Het gaat onder andere om de volgende indicaties (deze lijst is niet restrictief):

  • het ontbreken van een inschrijving in het bevolkingsregister,
  • het ontbreken van een aangifte als tweede verblijfplaats,
  • het aanbieden als “te huur” of “te koop”,
  • het ontbreken van aansluitingen voor nutsvoorzieningen of het vermoeden van een dermate laag verbruik van de nutsvoorzieningen dat een gebruik overeenkomstig de woonfunctie of het normale gebruik van het gebouw kan worden uitgesloten tenzij de houder van het zakelijk recht hiervoor een verantwoording kan geven gesteund op zijn toestand. Het minimumwaterverbruik waaronder mag verondersteld dat de woning leegstaat, wordt vastgesteld op 5 m³ per jaar. Een woning wordt verondersteld leeg te staan als de elektriciteitsmeter is verzegeld of het jaarlijks elektriciteitsgebruik kleiner was dan 100kwh,
  • het vermoeden van het gebruik van een woonentiteit als domiciliewoning,
  • de aanvraag om vermindering van onroerende voorheffing naar aanleiding van een leegstand of onproductiviteit,
  • getuigenissen,
  • het ontbreken van een vestigings- /ondernemingsnummer in de Kruispuntbank voor ondernemingen,
  • het ontbreken van aangeduide openingsuren die duidelijk maken aan de consument wanneer er klanten terecht kunnen,
  • andere indicaties die ter plaatse kunnen worden vastgesteld.

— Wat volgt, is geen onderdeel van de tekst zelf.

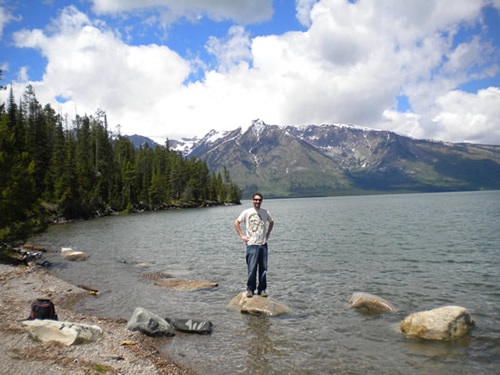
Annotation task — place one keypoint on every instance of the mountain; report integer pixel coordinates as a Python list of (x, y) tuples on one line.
[(316, 160)]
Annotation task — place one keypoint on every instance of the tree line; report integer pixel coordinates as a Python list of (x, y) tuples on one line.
[(80, 171)]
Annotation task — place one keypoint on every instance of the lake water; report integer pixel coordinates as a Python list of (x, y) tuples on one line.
[(418, 251)]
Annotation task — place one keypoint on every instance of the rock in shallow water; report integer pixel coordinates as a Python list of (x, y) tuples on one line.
[(185, 285), (65, 332), (444, 323), (257, 305), (149, 323), (370, 303)]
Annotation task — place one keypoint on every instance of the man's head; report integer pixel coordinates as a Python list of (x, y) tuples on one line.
[(257, 200)]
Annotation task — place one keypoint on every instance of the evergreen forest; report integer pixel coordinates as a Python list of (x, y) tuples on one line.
[(50, 168)]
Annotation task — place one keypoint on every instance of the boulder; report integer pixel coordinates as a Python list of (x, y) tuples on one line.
[(65, 332), (144, 265), (185, 285), (444, 323), (257, 305), (370, 303), (191, 325), (149, 323), (75, 255)]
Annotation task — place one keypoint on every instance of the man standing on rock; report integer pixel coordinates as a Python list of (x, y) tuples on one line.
[(256, 235)]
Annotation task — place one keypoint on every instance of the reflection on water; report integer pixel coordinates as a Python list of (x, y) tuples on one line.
[(418, 251), (260, 346)]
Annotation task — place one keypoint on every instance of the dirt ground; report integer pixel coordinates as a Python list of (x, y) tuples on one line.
[(119, 351)]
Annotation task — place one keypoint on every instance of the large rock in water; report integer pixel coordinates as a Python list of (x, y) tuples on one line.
[(257, 305), (65, 332), (370, 303), (191, 325), (444, 323), (185, 285), (149, 323), (70, 254)]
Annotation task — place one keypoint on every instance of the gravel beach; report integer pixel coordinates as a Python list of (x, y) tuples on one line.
[(119, 351)]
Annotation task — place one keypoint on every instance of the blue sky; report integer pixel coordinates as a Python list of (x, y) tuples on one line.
[(169, 68)]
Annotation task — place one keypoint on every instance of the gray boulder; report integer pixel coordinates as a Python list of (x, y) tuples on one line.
[(191, 325), (65, 332), (149, 323), (257, 305), (444, 323), (185, 285), (370, 303)]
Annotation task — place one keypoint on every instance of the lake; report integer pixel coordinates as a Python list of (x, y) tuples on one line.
[(418, 251)]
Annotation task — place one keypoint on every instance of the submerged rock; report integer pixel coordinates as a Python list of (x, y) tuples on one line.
[(191, 325), (257, 305), (70, 254), (370, 303), (185, 285), (65, 332), (444, 323), (149, 323)]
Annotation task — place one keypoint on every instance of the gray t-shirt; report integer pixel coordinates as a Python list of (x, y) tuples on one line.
[(255, 225)]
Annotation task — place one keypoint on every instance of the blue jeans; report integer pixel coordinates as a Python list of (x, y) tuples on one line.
[(257, 259)]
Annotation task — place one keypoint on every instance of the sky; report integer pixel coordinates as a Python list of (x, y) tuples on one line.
[(429, 69)]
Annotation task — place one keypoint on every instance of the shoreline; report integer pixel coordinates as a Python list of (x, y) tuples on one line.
[(119, 351)]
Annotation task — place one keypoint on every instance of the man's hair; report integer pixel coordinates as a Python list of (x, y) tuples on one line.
[(259, 194)]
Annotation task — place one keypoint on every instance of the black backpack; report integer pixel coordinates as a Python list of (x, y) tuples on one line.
[(42, 309)]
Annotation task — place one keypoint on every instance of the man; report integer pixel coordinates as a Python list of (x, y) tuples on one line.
[(256, 235)]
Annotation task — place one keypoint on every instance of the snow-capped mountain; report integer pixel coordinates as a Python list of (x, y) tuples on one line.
[(343, 159)]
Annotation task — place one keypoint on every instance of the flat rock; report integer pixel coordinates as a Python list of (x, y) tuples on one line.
[(185, 285), (370, 303), (257, 305), (75, 255), (191, 325), (149, 323), (67, 333), (444, 323)]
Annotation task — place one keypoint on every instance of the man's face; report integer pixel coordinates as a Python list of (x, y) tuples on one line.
[(257, 201)]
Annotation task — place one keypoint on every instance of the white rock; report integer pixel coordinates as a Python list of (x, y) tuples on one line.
[(75, 255), (149, 323), (444, 323), (65, 332), (257, 305)]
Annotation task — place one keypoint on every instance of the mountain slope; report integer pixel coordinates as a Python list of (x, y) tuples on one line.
[(286, 161)]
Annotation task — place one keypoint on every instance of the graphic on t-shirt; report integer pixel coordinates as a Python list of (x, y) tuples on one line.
[(255, 226)]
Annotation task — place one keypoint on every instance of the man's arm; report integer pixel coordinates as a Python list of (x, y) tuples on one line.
[(269, 229)]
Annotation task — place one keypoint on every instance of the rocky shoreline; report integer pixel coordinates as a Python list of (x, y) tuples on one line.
[(119, 351)]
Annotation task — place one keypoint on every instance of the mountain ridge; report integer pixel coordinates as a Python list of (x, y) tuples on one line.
[(333, 159)]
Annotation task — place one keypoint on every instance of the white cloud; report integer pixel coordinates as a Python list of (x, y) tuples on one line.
[(303, 11), (349, 66), (469, 117)]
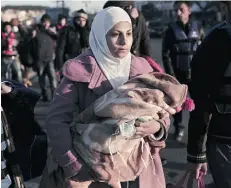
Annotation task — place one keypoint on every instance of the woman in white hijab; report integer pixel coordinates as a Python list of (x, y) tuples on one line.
[(106, 65)]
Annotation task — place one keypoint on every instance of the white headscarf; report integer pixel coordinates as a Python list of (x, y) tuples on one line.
[(115, 69)]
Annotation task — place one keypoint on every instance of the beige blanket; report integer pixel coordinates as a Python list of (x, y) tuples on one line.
[(105, 131)]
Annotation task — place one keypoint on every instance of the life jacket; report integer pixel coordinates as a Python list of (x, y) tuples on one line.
[(221, 95), (186, 45)]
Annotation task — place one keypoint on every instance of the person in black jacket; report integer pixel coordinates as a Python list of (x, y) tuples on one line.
[(43, 55), (180, 41), (18, 103), (209, 133), (73, 39), (141, 43)]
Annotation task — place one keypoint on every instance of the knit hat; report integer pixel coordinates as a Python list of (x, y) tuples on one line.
[(45, 17), (121, 4), (61, 16), (80, 14), (5, 24)]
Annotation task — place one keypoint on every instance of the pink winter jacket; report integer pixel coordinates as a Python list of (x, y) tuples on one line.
[(82, 84)]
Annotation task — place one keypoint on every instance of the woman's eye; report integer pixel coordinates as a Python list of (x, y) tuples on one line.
[(114, 34)]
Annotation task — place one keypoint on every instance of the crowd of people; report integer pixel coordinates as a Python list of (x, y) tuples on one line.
[(110, 103)]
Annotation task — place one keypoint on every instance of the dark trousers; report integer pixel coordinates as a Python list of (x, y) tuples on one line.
[(46, 68), (10, 69), (184, 78), (219, 161)]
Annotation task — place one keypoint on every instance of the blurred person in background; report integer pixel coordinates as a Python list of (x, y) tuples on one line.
[(209, 133), (10, 67), (43, 45), (141, 44), (62, 22), (18, 103), (73, 40), (180, 42)]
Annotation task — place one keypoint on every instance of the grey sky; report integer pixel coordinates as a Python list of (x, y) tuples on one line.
[(72, 4)]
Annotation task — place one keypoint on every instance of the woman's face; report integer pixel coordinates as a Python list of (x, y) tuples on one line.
[(119, 39)]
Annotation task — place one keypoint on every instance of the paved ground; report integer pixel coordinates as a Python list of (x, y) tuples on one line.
[(175, 153)]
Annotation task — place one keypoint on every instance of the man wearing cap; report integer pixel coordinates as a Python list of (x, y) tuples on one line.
[(73, 39)]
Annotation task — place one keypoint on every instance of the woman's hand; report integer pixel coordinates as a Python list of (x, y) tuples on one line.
[(146, 128), (5, 89)]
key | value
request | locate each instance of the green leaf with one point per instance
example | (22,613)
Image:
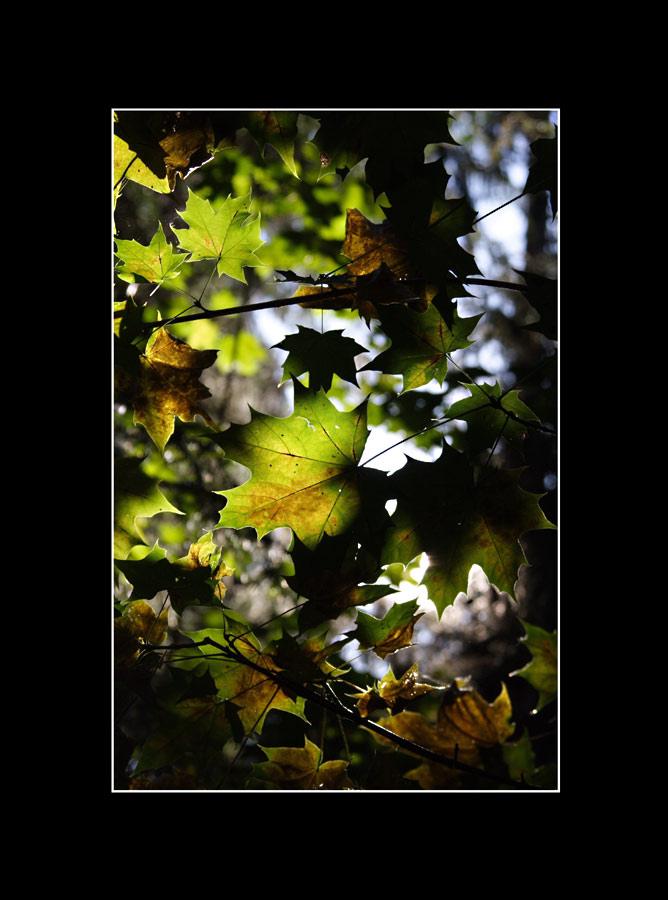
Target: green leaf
(136,495)
(169,386)
(389,634)
(392,142)
(486,422)
(278,129)
(301,768)
(303,469)
(252,692)
(231,234)
(420,342)
(443,512)
(154,263)
(193,580)
(321,355)
(127,164)
(541,672)
(197,726)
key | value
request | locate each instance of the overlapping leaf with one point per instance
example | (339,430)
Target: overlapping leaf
(303,469)
(443,512)
(230,234)
(197,727)
(420,344)
(168,385)
(278,129)
(389,634)
(136,626)
(541,672)
(136,495)
(394,693)
(321,355)
(194,580)
(465,720)
(253,693)
(154,263)
(301,769)
(507,416)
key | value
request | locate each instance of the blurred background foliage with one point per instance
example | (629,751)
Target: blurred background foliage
(303,226)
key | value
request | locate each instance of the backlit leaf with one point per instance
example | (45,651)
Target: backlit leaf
(465,720)
(138,625)
(194,580)
(303,469)
(153,263)
(541,672)
(389,634)
(278,129)
(127,164)
(443,512)
(321,355)
(136,495)
(197,726)
(394,694)
(302,769)
(253,693)
(230,234)
(169,386)
(420,342)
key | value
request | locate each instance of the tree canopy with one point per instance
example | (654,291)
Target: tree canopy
(335,451)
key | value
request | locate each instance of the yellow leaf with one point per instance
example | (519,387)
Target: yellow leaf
(169,386)
(138,625)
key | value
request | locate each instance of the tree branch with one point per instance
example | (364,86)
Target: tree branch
(332,294)
(340,710)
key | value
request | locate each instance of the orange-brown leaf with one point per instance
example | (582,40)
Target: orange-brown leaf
(169,386)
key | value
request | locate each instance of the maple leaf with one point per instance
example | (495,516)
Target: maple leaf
(278,129)
(231,234)
(420,344)
(136,626)
(542,294)
(197,727)
(136,495)
(128,164)
(253,693)
(442,511)
(330,578)
(188,144)
(168,385)
(153,263)
(541,671)
(193,580)
(485,423)
(381,288)
(389,634)
(303,469)
(394,694)
(321,355)
(465,721)
(302,769)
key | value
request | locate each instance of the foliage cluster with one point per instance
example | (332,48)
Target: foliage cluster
(234,666)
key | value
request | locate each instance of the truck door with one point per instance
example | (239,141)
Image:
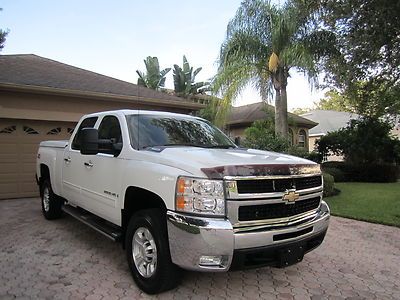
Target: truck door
(102,173)
(73,167)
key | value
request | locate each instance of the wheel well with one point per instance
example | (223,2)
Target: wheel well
(44,174)
(137,199)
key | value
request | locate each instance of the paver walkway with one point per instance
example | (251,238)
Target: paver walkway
(65,259)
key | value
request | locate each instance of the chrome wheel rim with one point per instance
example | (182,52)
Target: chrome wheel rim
(46,199)
(144,252)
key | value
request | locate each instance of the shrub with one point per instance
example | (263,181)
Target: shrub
(337,174)
(369,172)
(329,185)
(372,172)
(363,141)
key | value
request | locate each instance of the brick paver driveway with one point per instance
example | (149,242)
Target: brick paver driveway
(66,259)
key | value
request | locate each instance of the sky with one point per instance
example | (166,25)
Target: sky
(114,37)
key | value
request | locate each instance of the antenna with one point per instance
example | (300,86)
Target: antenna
(138,115)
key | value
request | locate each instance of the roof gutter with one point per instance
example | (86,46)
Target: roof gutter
(181,103)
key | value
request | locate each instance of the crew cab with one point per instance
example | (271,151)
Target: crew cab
(179,194)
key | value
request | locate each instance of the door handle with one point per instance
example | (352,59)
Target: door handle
(88,164)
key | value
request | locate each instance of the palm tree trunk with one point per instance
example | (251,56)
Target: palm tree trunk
(281,126)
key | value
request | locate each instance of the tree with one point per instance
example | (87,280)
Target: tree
(334,100)
(153,78)
(301,110)
(367,34)
(264,42)
(362,142)
(3,35)
(184,80)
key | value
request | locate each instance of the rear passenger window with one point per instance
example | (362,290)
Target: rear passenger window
(87,123)
(110,129)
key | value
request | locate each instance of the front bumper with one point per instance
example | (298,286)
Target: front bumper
(192,237)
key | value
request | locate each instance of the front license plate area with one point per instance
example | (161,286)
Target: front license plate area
(290,255)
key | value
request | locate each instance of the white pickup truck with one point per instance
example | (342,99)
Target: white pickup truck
(178,193)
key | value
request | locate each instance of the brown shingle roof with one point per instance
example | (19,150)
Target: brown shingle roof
(247,114)
(30,70)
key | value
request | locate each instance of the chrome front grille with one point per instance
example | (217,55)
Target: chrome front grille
(252,186)
(254,203)
(277,210)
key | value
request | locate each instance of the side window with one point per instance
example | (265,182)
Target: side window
(87,123)
(302,138)
(110,129)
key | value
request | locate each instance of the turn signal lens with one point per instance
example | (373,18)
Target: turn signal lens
(200,196)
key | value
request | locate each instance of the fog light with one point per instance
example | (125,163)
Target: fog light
(210,260)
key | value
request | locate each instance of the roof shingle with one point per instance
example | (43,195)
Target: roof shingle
(247,114)
(36,71)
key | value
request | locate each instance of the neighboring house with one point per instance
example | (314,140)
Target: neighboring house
(42,99)
(242,117)
(328,121)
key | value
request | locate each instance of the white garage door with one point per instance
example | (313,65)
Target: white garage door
(19,141)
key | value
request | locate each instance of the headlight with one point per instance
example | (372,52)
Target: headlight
(200,196)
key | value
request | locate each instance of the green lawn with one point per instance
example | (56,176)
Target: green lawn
(372,202)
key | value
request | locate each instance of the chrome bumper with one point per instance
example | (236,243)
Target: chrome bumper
(191,237)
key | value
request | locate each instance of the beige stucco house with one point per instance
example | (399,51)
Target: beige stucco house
(42,99)
(242,117)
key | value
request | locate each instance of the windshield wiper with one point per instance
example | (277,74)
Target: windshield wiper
(173,145)
(220,146)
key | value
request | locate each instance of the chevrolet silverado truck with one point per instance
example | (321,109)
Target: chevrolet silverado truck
(179,194)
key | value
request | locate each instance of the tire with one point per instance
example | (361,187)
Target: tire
(51,203)
(148,256)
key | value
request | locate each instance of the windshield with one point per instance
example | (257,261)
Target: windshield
(157,130)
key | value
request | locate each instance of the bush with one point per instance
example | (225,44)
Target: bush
(337,174)
(362,142)
(372,173)
(361,172)
(329,185)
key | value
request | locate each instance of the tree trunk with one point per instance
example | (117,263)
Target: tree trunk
(281,123)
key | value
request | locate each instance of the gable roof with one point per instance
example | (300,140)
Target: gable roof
(247,114)
(34,72)
(328,120)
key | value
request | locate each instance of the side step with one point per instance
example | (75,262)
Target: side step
(111,231)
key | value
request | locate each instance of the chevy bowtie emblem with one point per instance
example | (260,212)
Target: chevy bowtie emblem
(290,196)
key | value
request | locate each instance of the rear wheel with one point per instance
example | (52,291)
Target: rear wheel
(51,203)
(147,251)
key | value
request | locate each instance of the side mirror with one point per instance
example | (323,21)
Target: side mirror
(89,141)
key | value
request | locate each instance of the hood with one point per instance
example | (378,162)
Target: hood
(217,163)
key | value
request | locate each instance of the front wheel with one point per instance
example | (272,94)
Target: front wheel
(51,203)
(148,253)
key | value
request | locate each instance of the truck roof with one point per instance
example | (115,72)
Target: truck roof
(139,111)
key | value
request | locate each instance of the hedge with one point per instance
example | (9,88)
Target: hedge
(343,171)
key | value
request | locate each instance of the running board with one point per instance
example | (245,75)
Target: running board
(109,230)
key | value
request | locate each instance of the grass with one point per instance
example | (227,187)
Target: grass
(372,202)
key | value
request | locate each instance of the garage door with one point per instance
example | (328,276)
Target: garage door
(19,141)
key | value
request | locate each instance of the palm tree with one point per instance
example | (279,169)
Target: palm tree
(184,80)
(263,43)
(153,78)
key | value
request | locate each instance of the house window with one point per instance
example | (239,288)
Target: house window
(237,140)
(291,136)
(302,138)
(30,130)
(54,131)
(9,129)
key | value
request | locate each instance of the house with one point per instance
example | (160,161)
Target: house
(42,99)
(242,117)
(328,121)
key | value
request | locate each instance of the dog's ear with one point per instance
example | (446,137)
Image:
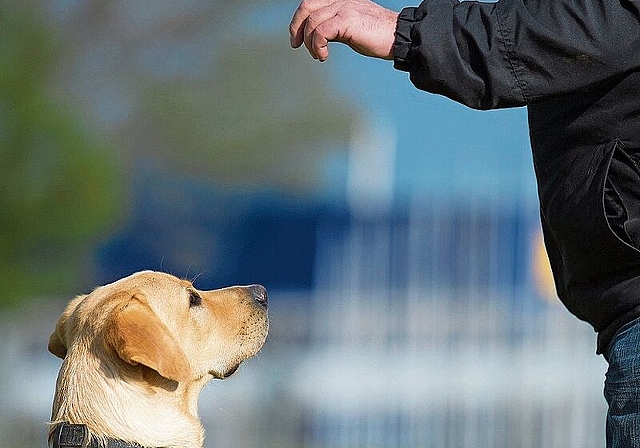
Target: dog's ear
(139,337)
(59,339)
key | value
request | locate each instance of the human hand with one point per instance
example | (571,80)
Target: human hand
(366,27)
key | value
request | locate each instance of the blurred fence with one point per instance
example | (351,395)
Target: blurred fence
(424,329)
(430,332)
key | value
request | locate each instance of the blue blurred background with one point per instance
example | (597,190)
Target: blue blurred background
(397,232)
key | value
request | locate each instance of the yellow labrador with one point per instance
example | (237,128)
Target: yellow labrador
(137,353)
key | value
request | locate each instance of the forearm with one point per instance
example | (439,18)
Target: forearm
(491,55)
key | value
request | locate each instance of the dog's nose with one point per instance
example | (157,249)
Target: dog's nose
(259,294)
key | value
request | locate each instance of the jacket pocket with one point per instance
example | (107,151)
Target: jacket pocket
(621,195)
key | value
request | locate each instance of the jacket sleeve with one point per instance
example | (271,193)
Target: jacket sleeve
(516,52)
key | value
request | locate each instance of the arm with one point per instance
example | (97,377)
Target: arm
(515,52)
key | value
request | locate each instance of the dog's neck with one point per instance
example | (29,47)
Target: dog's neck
(131,405)
(67,435)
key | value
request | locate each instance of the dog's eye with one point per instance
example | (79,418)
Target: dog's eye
(194,299)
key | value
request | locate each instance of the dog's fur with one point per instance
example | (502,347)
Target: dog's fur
(138,351)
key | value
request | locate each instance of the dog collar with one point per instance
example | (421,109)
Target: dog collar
(69,435)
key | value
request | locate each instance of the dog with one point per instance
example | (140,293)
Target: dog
(136,354)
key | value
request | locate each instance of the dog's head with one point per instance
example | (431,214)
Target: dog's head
(157,327)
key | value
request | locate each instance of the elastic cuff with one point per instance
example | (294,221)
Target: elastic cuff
(402,43)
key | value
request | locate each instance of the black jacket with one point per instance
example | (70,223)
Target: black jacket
(575,64)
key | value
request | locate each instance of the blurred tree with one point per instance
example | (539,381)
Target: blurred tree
(200,88)
(59,186)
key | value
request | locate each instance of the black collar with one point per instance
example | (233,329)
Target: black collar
(68,435)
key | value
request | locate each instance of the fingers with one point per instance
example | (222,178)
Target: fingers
(322,27)
(366,27)
(308,17)
(299,21)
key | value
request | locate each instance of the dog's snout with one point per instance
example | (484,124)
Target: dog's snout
(259,294)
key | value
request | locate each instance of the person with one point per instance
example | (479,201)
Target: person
(575,65)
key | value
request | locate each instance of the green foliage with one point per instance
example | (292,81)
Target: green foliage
(59,187)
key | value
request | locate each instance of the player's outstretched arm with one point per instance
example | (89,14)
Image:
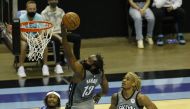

§2. Als uit de indicaties niet onmiddellijk vastgesteld kan worden dat de leegstand al minimaal twaalf opeenvolgende maanden aanhoudt, voert het bevoegd personeelslid een tweede controle uit.

§3. De administratieve akte bevat de beslissing tot opname in het leegstandsregister. De datum van de administratieve akte geldt als datum van de vaststelling van de leegstand.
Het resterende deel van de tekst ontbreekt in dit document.